Joanna Laxton (secretary), Brian Bell and Stephen Moon are all named on Companies House as directors for Working Links (Employment Ltd). The sole member of the board who is not a Working Links representative is Blyth Deans – chief executive of The Lennox Partnership – who joined the Start Scotland board on 30 August.

Last year, the company was acquired by Aurelius Investments, a European investment group which has its headquarters near Munich and posted annual consolidated revenues of €3 billion for 2016.
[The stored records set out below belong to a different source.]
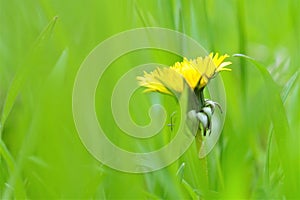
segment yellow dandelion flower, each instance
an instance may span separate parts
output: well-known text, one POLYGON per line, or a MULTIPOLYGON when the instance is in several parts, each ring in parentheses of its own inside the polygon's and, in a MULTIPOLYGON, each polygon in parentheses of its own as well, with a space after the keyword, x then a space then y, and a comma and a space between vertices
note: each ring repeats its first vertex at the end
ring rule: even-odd
POLYGON ((144 92, 174 94, 183 91, 181 75, 171 68, 157 68, 151 73, 144 72, 144 76, 138 76, 137 80, 141 86, 146 87, 144 92))
MULTIPOLYGON (((197 88, 204 88, 208 81, 212 79, 220 71, 231 71, 229 68, 225 68, 230 65, 231 62, 223 62, 229 56, 227 54, 220 56, 216 53, 210 53, 209 56, 204 58, 198 57, 193 60, 192 67, 197 69, 200 74, 199 82, 197 88)), ((195 88, 193 88, 195 89, 195 88)))
POLYGON ((210 79, 220 71, 231 71, 225 68, 231 62, 223 62, 229 56, 219 56, 211 53, 209 56, 198 57, 193 60, 184 58, 170 68, 157 68, 151 73, 144 72, 144 76, 137 77, 139 84, 146 87, 145 92, 157 91, 166 94, 183 91, 183 80, 195 89, 204 88, 210 79))
POLYGON ((171 66, 171 69, 181 74, 189 86, 194 89, 197 86, 201 74, 196 68, 192 67, 192 65, 192 60, 189 61, 184 58, 183 62, 176 62, 171 66))

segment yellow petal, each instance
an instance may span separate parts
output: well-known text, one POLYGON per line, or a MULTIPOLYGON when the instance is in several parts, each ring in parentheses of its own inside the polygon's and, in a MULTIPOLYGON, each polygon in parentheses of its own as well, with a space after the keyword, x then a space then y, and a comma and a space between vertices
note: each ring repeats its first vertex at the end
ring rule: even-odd
POLYGON ((221 65, 217 68, 216 72, 219 72, 219 71, 231 71, 231 69, 225 68, 226 66, 231 65, 231 64, 232 63, 229 62, 229 61, 221 63, 221 65))

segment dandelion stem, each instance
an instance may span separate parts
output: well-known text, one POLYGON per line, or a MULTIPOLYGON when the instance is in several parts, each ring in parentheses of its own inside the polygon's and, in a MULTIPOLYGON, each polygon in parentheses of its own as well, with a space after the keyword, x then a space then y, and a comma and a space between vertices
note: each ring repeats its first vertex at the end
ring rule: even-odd
MULTIPOLYGON (((199 101, 199 109, 201 109, 204 106, 204 93, 203 93, 204 88, 196 89, 195 94, 198 97, 199 101)), ((201 141, 203 140, 201 130, 199 129, 196 135, 196 145, 197 149, 199 150, 201 147, 201 141)), ((207 167, 207 157, 201 158, 199 160, 200 162, 200 171, 201 171, 201 176, 199 177, 200 183, 201 183, 201 189, 203 191, 208 191, 209 188, 209 181, 208 181, 208 167, 207 167)))
POLYGON ((204 94, 203 94, 204 88, 196 89, 195 94, 198 97, 199 101, 199 109, 201 109, 204 106, 204 94))

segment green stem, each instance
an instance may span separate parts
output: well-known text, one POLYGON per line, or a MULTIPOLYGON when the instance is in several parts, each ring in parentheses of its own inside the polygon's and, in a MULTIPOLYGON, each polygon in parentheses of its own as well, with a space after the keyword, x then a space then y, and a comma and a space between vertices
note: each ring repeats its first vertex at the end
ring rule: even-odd
MULTIPOLYGON (((199 109, 201 109, 204 106, 204 93, 203 93, 204 88, 196 89, 195 94, 198 97, 199 100, 199 109)), ((201 130, 199 129, 196 135, 196 146, 197 149, 200 150, 200 147, 202 145, 203 137, 201 130)), ((207 192, 209 189, 209 175, 208 175, 208 168, 207 168, 207 157, 201 158, 200 159, 200 171, 202 172, 200 174, 199 178, 199 183, 201 184, 201 189, 203 192, 207 192)))
POLYGON ((201 109, 204 106, 204 93, 203 93, 204 88, 196 89, 195 94, 198 97, 199 100, 199 109, 201 109))
POLYGON ((201 171, 203 172, 203 176, 201 177, 201 183, 203 186, 203 189, 206 192, 208 192, 209 190, 209 178, 208 178, 208 168, 207 168, 207 157, 201 158, 200 159, 200 167, 201 167, 201 171))

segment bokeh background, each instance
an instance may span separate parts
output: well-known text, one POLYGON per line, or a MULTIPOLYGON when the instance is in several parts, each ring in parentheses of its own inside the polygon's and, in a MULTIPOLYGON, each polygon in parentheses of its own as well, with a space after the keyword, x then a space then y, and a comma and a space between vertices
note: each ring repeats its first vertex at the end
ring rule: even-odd
MULTIPOLYGON (((0 0, 0 198, 300 198, 300 14, 298 0, 0 0), (72 117, 77 70, 101 41, 139 27, 185 33, 230 57, 223 73, 227 115, 214 150, 196 145, 171 166, 147 174, 112 170, 81 143, 72 117), (183 164, 184 163, 184 164, 183 164)), ((182 58, 144 50, 119 58, 97 91, 108 137, 134 147, 116 126, 110 95, 132 67, 182 58)), ((170 116, 176 102, 137 91, 132 118, 149 123, 153 102, 170 116)), ((168 119, 170 120, 170 119, 168 119)), ((139 149, 156 149, 162 136, 139 149)))

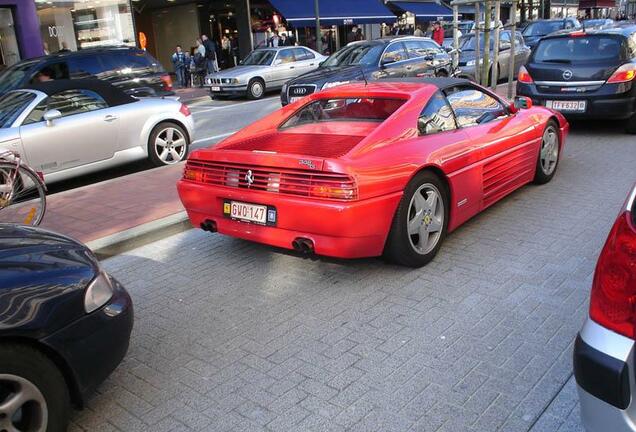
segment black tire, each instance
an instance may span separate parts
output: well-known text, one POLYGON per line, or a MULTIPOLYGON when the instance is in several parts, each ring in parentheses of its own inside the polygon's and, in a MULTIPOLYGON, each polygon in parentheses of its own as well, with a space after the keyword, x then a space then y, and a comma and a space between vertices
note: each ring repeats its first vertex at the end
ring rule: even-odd
POLYGON ((625 126, 625 132, 628 134, 636 135, 636 113, 627 119, 627 126, 625 126))
POLYGON ((499 76, 499 71, 501 69, 499 69, 498 65, 492 65, 490 67, 490 76, 488 77, 488 84, 492 83, 492 79, 495 76, 495 71, 497 71, 497 82, 495 83, 495 85, 499 84, 499 80, 501 79, 501 77, 499 76))
MULTIPOLYGON (((6 176, 10 175, 10 173, 15 172, 15 163, 13 162, 0 162, 0 183, 6 181, 6 176)), ((46 213, 46 189, 42 182, 42 180, 31 171, 25 169, 24 167, 20 167, 18 178, 16 179, 16 186, 14 187, 14 191, 17 191, 17 195, 13 197, 13 203, 20 205, 23 202, 33 200, 36 201, 39 205, 33 207, 36 211, 29 216, 29 219, 20 219, 14 218, 13 212, 10 212, 11 206, 5 207, 6 210, 4 212, 0 211, 0 223, 17 223, 24 225, 32 225, 38 226, 40 222, 42 222, 42 218, 44 218, 44 213, 46 213), (25 179, 28 179, 27 188, 25 189, 25 179)), ((15 194, 16 192, 14 192, 15 194)), ((3 196, 0 194, 0 210, 4 207, 3 196)))
POLYGON ((260 78, 252 78, 247 84, 247 98, 260 99, 265 95, 265 81, 260 78), (260 86, 260 91, 258 91, 260 86))
POLYGON ((546 125, 545 129, 543 130, 541 145, 539 147, 539 155, 537 156, 537 165, 535 168, 535 174, 533 179, 534 184, 546 184, 547 182, 552 180, 552 177, 554 177, 554 174, 556 174, 557 168, 559 166, 560 152, 561 152, 561 138, 559 137, 559 126, 554 120, 550 120, 548 124, 546 125), (554 161, 553 166, 550 165, 551 170, 546 170, 546 168, 544 168, 545 164, 543 161, 543 148, 546 145, 545 143, 546 133, 548 133, 550 130, 556 136, 556 161, 554 161))
MULTIPOLYGON (((404 189, 404 195, 400 200, 395 215, 393 216, 393 223, 391 224, 391 230, 384 248, 384 257, 395 264, 400 264, 407 267, 422 267, 428 264, 437 254, 437 251, 442 246, 444 238, 446 237, 446 231, 448 229, 448 215, 449 215, 449 192, 446 184, 433 172, 422 171, 418 173, 404 189), (434 247, 430 251, 417 251, 413 245, 413 236, 408 233, 408 223, 411 213, 411 201, 414 199, 415 193, 425 185, 433 185, 437 191, 439 191, 440 199, 443 203, 443 221, 441 223, 441 230, 439 231, 439 237, 436 240, 434 247)), ((413 219, 411 219, 413 220, 413 219)))
MULTIPOLYGON (((180 141, 175 139, 172 142, 167 142, 167 143, 169 145, 172 145, 176 142, 180 142, 180 141)), ((187 132, 176 123, 172 123, 172 122, 159 123, 157 126, 155 126, 152 129, 152 132, 150 133, 150 137, 148 138, 148 160, 150 161, 150 163, 152 163, 154 166, 157 166, 157 167, 166 166, 166 165, 174 165, 175 163, 181 162, 188 156, 189 149, 190 149, 190 137, 188 136, 187 132), (164 132, 167 132, 170 129, 173 130, 173 135, 172 135, 173 137, 176 136, 174 135, 174 132, 181 134, 181 137, 183 138, 185 145, 179 145, 179 146, 175 145, 173 149, 175 150, 177 156, 173 156, 172 154, 170 154, 169 160, 163 160, 161 158, 161 154, 163 154, 163 152, 161 152, 161 154, 159 153, 159 147, 156 144, 156 142, 158 137, 167 138, 167 136, 164 135, 164 132)))
MULTIPOLYGON (((27 422, 38 424, 40 409, 47 412, 46 432, 64 432, 70 414, 70 395, 64 376, 55 364, 40 351, 18 344, 0 345, 0 405, 10 397, 13 379, 28 381, 44 397, 44 404, 28 402, 22 405, 22 414, 27 422), (8 391, 7 391, 8 390, 8 391), (45 406, 43 406, 45 405, 45 406)), ((40 411, 41 412, 41 411, 40 411)), ((2 427, 0 419, 0 428, 2 427)), ((4 419, 6 421, 6 417, 4 419)), ((21 420, 21 421, 22 421, 21 420)), ((31 430, 20 425, 19 430, 31 430)), ((26 425, 28 426, 28 425, 26 425)), ((34 427, 34 429, 37 429, 34 427)))
POLYGON ((444 69, 440 69, 435 73, 435 76, 438 78, 448 78, 448 72, 446 72, 444 69))

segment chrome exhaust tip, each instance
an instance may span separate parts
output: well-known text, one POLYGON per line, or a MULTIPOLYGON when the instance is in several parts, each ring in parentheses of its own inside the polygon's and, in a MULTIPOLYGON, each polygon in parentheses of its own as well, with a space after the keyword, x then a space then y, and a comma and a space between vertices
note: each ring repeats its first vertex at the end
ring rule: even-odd
POLYGON ((292 241, 292 247, 296 252, 303 255, 312 255, 314 251, 314 242, 308 238, 298 237, 292 241))
POLYGON ((210 219, 206 219, 205 221, 201 222, 201 229, 203 231, 208 231, 208 232, 211 232, 211 233, 215 233, 217 231, 216 222, 214 222, 213 220, 210 220, 210 219))

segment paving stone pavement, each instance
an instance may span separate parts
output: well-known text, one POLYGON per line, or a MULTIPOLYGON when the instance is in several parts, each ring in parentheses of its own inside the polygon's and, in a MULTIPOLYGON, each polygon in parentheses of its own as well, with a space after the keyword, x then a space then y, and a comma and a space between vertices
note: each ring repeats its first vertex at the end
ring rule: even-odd
POLYGON ((200 230, 107 260, 135 329, 71 431, 580 431, 572 343, 636 140, 575 128, 552 183, 422 269, 200 230))

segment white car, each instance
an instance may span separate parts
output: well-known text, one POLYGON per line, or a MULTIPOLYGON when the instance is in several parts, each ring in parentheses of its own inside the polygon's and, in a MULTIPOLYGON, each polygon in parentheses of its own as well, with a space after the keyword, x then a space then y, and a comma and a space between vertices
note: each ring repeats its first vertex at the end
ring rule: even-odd
POLYGON ((19 153, 46 183, 139 159, 184 160, 194 134, 188 107, 136 99, 99 80, 57 80, 0 97, 0 150, 19 153))

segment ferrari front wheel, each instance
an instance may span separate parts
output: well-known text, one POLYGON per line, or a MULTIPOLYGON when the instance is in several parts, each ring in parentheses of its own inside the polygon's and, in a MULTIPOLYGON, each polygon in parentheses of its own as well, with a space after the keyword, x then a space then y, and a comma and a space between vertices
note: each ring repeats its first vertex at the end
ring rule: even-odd
POLYGON ((448 191, 437 175, 422 171, 409 182, 384 250, 396 264, 422 267, 437 254, 448 227, 448 191))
After acquiring several companies last year - including Working Links - Aurelius said it was hopeful of further profit. A statement said: “We expect further growth for 2017 as a result of the acquisition of interesting and promising companies that will further strengthen our portfolio.

“We will continue to hold ourselves to our strict investment criteria in future acquisitions, and as they arise will take advantage of opportunities with manageable investment totals and high growth potential to generate profits.”

In response, the Scottish Government said that Start Scotland is a joint venture between Working Links and The Lennox Partnership, with the contract issued to Start Scotland as the legal entity of the organisation.

Remploy Limited – described as a supported business – will deliver contracts in Lanarkshire and Tayside worth a combined £19.9m. Remploy was established to provide training and employment after the Second World War for injured and disabled ex-service personnel and miners but left government ownership in May 2015.

It now works in partnership with Maximus People Services – which has "the principal activity of delivering the Work Programme" and had a turnover of £22,374,000 for the year ended September 2016. The wider Maximus group operates in the US, Australia, Canada and Saudi Arabia, and handles annual revenues of around $2.4bn.

John Downie, director of public affairs at the Scottish Council for Voluntary Organisations (SCVO), said that much of the profits from Fair Start would be going to non-Scottish firms.

He said: “As expected these findings support our initial response to the Scottish Government’s announcement last week – the third sector is being cut out of the employability landscape in Scotland and the bulk of the profit is going toward private companies based outwith the country.

“This is simply an unsustainable and unacceptable position – the Scottish Government must urgently open up discussions on the future of employability, to ensure people who are unemployed are getting the support they need.”

The government has highlighted that third sector groups will be engaged in partnership with those who have been awarded the contracts, but Third Force News understands that those involved are still awaiting full details.

A Scottish Government spokesperson said that the third sector played a key role in informing the approach to Fair Start Scotland, and will play a critical role in its delivery, with "over 50% of the provision to be delivered by public and third sector organisations and supported businesses."

“We have made it clear from the very beginning of this process that there is real strength in a mixed economy of public, private and third sector suppliers working collaboratively to deliver better outcomes for participants. Contracts have been awarded following a rigorous, open and competitive procurement process.

“The Scottish Government provided the third sector with a core budget of £24.5m this year, and look forward to working closely with the sector on Fair Start Scotland, and across our other programmes, such as Community Jobs Scotland - in which the Scottish Government has invested more than £50m since its inception.”

The tendering process began in October of last year, with events taking place throughout the country in the run-up to the submission date.